Небылица в лицах, небывальщина,

Да небывальщина,да неслыхальщина.

Старину спою да стародавнюю.

Да небылица в лицах, небывальщина,

Да небывальщина, да неслыхальщина.

Ишша сын на матери снопы возил...

Песню эту не раз уже слыхивали мужики, но горбуна не прерывали, стояли вокруг тесно, жадно вглядывались в его страдальчески напряженное лицо.

В заключение Радко обошел всех с шапкой. Обходя, приговаривал:

А мы на площади гуляем,

Денежки собираем...

Левонтий с Никиткой и Аленка с Антониной тоже были в толпе, слушавшей скоморохов. Левонтий бросил в шапку две резаны. Радко узнал Никитку, подмигнул ему шальным глазом:

– Своих отыскал?

– Отыскал...

Маркел дернул за уздцы лошадь, телега покатилась по площади.

– Прощайте, люди добрые,– поклонился мужикам Радко. Особо поклонился Левонтию с Никиткой.– Может, и свидимся...

Мужики расходились неохотно. Шли куда глаза глядят. Много было в толпе гулящего люда. После смерти Андреевой да неурядиц некому было следить в городе за порядком. Иные из ремесленников позакрывали свои мастерские, иные бежали...

У Золотых ворот на валу, поросшем молодой травой, сидел Фефел, ковырял землю залапанной шелепугой. Лапти у него совсем поизносились, одежда превратилась в лохмотья. Злые глазки калики цепко вонзались в лица проходивших мимо людей, чуткие ноздри вдыхали дразнящий запах еды. Два дня и маковой росинки не побывало во рту Фефела. Шел он из Заборья, надеялся на сытую жизнь в городе. Но и в городе не накормили, гнали калику от домов непотребными словами. Подорожал хлеб во Владимире, прошлогодние запасы все вышли – едва хватит дотянуть до осени. Не до нищих. Так рассудили горожане: ежели каждому подавать, сам пойдешь по миру.

Вот и сидит Фефел на валу, думает свою нелегкую думу. Давно сидит. Уж и воротник стал поглядывать на него с подозрением.

Люди шли от площади, вспоминали скоморохов. Громче всех судачил монах – высокий, бородищей обросший, с малиновым носом, торчащим, как переспелая земляника,– тот самый Чурила, которого еще с вечера заприметил Никитка в избе.

У Чурилы взгляд острый, издали разглядел высохшего калику на валу.

– Откуда, старче?

До разговоров ли сейчас Фефелу? Голодные глаза калики подернуло пеленой. Хорошо спрашивать монаху – монастыри живут сытно: у монастырей свои угодья, и зверь в лесу, и борти с медом. А Фефелу до меду ли? Ему бы корочку какую пожевать.
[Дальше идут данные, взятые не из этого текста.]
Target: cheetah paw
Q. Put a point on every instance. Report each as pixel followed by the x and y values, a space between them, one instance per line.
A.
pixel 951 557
– Издалече,– скрипнул Фефел и вдруг вытянул петушиную, в синих прожилках, шею: увидел – идет в темном сарафане девка, Давыдкина сестра, та, что в Заборье от князей утекла. Не ошибся Фефел – она. Идет с добрым молодцем, щеки румянцем горят...– Эй, воротник!

Мужик у ворот встрепенулся, суетливо схватил копье. Калика сорвался с вала, подскочил – откуда и сила взялась? – замахал, будто ветряк, длинными руками, закричал:

– Вора держи, вора!

Толпа на улице заволновалась, загудела, прихлынула к валу. Послышались угрозы:

– Князев послух!

– В ров его!..

Воротник юркнул в избу, прильнул изнутри к оконцу. Фефел попятился к частоколу, прижался лопатками к теплым кряжам. За кряжами стена круто сбегала вниз – там виднелись избы посада. Высоко!
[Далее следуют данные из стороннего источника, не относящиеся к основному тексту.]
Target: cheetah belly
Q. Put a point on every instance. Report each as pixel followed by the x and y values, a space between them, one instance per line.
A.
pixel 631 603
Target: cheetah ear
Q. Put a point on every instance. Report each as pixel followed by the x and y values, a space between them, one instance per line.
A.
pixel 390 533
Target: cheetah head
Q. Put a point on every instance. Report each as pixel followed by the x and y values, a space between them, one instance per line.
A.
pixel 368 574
Кто-то выхватил у него из рук шелепугу, кто-то замахнулся березиной. Ох-ох, много ли надо Фефелу?! Вот стукнут сейчас – люди хмельные,– а у него и домовина не припасена. Закопают в землю без покаянья и без вечного петья. А грехов-то у него, а грехо-ов!

Чурила, подоткнув полы рясы, схватил Фефела за руку:

– Бежим, старче!

Потянул за собой в узкий лаз под частоколом. В лазу было грязно и темно. У входа, откуда цедился свет, толпились мужики, заглядывали вниз, недобро посмеивались:

– Тута его не пымать, в заходе-то...

– Сбежал старичок облегчиться – порты отяжелели...

Чурила вывел калику на волю, спросил:

– Ты и впрямь послух?

– То небывальщина. Мужичка знакомого встретил...

– А почто воротника звал?

– Воротник мне братеник.

– Брешешь ты, заселшина,– сказал монах.– А за то тебе епитимья. Пойдешь со мной в Суждаль – грехи замаливать... И задорить не смей. То-то же.

ГЛАВА ЧЕТВЕРТАЯ

1

До Суздаля не рукой подать – верст сорок будет. А Фефел совсем ослаб, идти не может, кряхтит да охает, то за грудь, то за бок хватается. Как вышли за Серебряные ворота да свернули на прямую дорожку к Ополью, что левее Боголюбова – а боголюбовские церковки вот тебе, рядом видны! – монах остановился, сел на брошенного с краю дороги четырехликого деревянного идола, покачал головой.